Specchio ontologico

Pagina dello Specchio.

Riflessi riflessioni flessioni, fisiche mentali spirituali.

La Luce illumina ma crea ampie zone d’ombra, per ripararsi riparare ritrovare ritrovarsi.

Annegare dentro lo specchio, avviluppati dalla pianta del Narciso, attenzione massima al pitagorico specchio: brucia, come le fiamme di un qualche inferno, privato.

Specchio ontologico, immagini ombre echi del presente immanente, appena dietro di noi; ci segue ovunque, incollato alle nostre calcagna, molto più della nostra ombra; rivela smaschera denuncia tutto e solo le verità, anche le più riposte obnubilate imbarazzanti poco edificanti, per niente al mondo edibili, di noi. Eppure, siamo noi.

Oltre le sbarre, frammenti identitari; oltre l’immagine confusa, un altro me, non altro da me; la condanna, la benedizione, il destino dello stesso sangue. Carne e sangue, dentro. Ossa calcinate, sbriciolate dal Sole.

Il Pianeta ex azzurro – al bando ideologie politiche, bandi di concorso solo per veri Pangeanauti, adoratori puri di Pachamama – è ancora bello nonostante sia avariato; chissà cosa ci attende con le avarianti.

Cara estinta Ellade, ‘Pallida Atena’, siete sicure che le vostre cosmologie e filosofie, feconde di sapienza insuperata, ma basate sul contrasto tra logos e Natura siano ancora valide? Il buon saggio Philippe sostiene, non senza nuove illuminanti ragioni, che per fondare una catartica sana società globale, dovremmo partire da un assioma universale: animali di ogni genere e specie, minerali, acque, piante, fenomeni atmosferici costituiscono un meraviglioso collettivo, la band del Creato, nella quale tutti sono importanti, tutti detengono pari dignità e inalienabili diritti.
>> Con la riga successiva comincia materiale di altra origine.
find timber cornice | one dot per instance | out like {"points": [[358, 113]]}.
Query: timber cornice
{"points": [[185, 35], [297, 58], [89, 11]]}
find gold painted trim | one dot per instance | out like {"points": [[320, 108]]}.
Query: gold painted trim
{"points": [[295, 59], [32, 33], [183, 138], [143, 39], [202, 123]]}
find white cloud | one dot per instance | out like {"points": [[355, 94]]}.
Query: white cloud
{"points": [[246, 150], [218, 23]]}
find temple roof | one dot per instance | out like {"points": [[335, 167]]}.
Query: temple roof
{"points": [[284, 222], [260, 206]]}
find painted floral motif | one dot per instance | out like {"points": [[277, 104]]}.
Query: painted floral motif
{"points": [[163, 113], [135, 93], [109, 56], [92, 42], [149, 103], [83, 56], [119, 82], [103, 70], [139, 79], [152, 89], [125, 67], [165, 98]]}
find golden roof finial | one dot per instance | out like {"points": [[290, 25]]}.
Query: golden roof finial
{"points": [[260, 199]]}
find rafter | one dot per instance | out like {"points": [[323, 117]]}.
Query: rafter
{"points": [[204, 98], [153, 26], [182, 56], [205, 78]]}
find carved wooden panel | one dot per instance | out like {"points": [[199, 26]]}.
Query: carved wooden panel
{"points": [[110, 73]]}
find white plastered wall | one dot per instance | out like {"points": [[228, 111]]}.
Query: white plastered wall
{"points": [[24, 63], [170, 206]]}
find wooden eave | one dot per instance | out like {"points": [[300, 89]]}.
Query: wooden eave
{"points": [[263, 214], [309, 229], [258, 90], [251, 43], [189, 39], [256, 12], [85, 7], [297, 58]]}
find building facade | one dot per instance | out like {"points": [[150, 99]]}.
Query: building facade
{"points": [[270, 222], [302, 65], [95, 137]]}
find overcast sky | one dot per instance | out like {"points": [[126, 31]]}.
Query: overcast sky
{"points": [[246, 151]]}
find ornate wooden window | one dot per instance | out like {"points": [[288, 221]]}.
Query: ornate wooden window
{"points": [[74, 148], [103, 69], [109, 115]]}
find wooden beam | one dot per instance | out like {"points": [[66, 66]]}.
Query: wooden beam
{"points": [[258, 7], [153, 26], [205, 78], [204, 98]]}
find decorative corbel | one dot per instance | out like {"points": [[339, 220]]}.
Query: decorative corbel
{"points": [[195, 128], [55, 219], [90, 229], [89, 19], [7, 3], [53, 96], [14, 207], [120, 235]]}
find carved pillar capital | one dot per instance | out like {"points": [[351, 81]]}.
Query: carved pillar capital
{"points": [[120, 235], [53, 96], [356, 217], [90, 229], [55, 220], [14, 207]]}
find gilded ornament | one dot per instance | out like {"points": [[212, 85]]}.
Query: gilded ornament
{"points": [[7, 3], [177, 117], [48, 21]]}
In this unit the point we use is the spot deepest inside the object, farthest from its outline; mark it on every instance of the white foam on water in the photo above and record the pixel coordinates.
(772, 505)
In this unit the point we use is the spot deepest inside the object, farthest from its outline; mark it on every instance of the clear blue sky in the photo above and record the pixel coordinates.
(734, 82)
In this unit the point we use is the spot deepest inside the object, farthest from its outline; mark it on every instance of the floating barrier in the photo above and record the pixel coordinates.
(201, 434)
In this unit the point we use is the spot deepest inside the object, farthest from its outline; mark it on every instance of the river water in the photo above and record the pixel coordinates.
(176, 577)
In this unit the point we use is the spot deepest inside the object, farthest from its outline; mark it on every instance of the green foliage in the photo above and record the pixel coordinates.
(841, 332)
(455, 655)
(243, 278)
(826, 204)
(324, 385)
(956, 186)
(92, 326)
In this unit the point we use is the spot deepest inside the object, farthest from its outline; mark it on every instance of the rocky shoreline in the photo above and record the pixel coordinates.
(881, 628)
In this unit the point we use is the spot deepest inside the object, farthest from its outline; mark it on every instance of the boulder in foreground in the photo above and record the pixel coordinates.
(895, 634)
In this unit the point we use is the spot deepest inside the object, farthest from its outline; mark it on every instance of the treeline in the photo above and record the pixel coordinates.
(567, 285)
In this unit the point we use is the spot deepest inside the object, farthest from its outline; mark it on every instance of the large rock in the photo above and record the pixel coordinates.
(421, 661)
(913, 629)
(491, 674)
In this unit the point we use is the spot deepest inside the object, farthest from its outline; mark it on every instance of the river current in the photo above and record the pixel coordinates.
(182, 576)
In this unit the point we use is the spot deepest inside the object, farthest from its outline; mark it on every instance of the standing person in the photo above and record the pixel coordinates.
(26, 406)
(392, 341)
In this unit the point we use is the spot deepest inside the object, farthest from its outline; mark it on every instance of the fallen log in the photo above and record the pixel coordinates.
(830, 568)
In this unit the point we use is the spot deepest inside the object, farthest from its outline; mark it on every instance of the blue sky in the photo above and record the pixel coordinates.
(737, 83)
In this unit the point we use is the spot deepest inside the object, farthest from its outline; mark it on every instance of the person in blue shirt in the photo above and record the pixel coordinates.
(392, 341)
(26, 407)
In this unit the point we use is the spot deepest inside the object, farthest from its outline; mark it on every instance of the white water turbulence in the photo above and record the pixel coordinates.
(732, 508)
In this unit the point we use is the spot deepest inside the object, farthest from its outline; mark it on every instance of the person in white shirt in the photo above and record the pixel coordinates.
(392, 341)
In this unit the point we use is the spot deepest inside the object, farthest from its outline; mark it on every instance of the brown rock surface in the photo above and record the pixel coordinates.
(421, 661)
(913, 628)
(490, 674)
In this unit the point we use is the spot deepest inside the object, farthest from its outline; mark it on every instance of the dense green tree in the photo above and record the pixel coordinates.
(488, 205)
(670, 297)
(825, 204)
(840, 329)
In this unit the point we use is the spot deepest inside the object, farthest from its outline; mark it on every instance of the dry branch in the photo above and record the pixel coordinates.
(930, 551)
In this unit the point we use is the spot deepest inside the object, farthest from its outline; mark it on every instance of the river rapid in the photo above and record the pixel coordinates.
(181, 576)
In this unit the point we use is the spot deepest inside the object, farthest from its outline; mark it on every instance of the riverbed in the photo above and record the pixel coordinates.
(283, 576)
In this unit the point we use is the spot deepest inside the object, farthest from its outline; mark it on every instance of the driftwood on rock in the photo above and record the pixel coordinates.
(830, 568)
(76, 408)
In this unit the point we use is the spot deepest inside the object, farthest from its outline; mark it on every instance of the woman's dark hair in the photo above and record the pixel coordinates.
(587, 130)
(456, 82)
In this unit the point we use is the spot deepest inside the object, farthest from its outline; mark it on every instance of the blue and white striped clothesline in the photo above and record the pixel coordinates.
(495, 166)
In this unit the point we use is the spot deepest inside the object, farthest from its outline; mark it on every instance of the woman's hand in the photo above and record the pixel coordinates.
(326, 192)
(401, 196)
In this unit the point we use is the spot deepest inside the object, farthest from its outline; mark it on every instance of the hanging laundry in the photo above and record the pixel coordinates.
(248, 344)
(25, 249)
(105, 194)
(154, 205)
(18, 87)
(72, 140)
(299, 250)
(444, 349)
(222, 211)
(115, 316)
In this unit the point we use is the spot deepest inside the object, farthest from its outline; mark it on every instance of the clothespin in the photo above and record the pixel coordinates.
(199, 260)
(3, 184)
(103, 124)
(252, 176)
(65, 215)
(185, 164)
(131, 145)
Se i sociologi hanno urgente necessità impellenza imperativo categorico di andare a lezione da Darwin, prìncipi feudatari borgomastri alchimisti e sacerdoti di rito wannesco – nel senso della Marchi, Wanna – da chi dovrebbero essere costretti a studiare per una vita sabbatica, considerando che da 14 mesi ci tengono prigionieri, in ostaggio i nostri cuori polmoni anime?

Quartiere di periferia, molti anni fa oggi; uno di quelli scomparsi alla vista ai radar alle app dei politicanti, pseudo scienziati, sedicenti dottoroni: invisibile il quartiere, invisibili le persone residenti; l’essenziale è sempre invisibile agli occhi dell’uomo mediocre.

I bambini di quei giorni non sono mai andati via, li troverai ancora e sempre per sempre, in giardino a scuola in parrocchia:

selvaggi e liberi, fedeli alla stessa parte del cuore.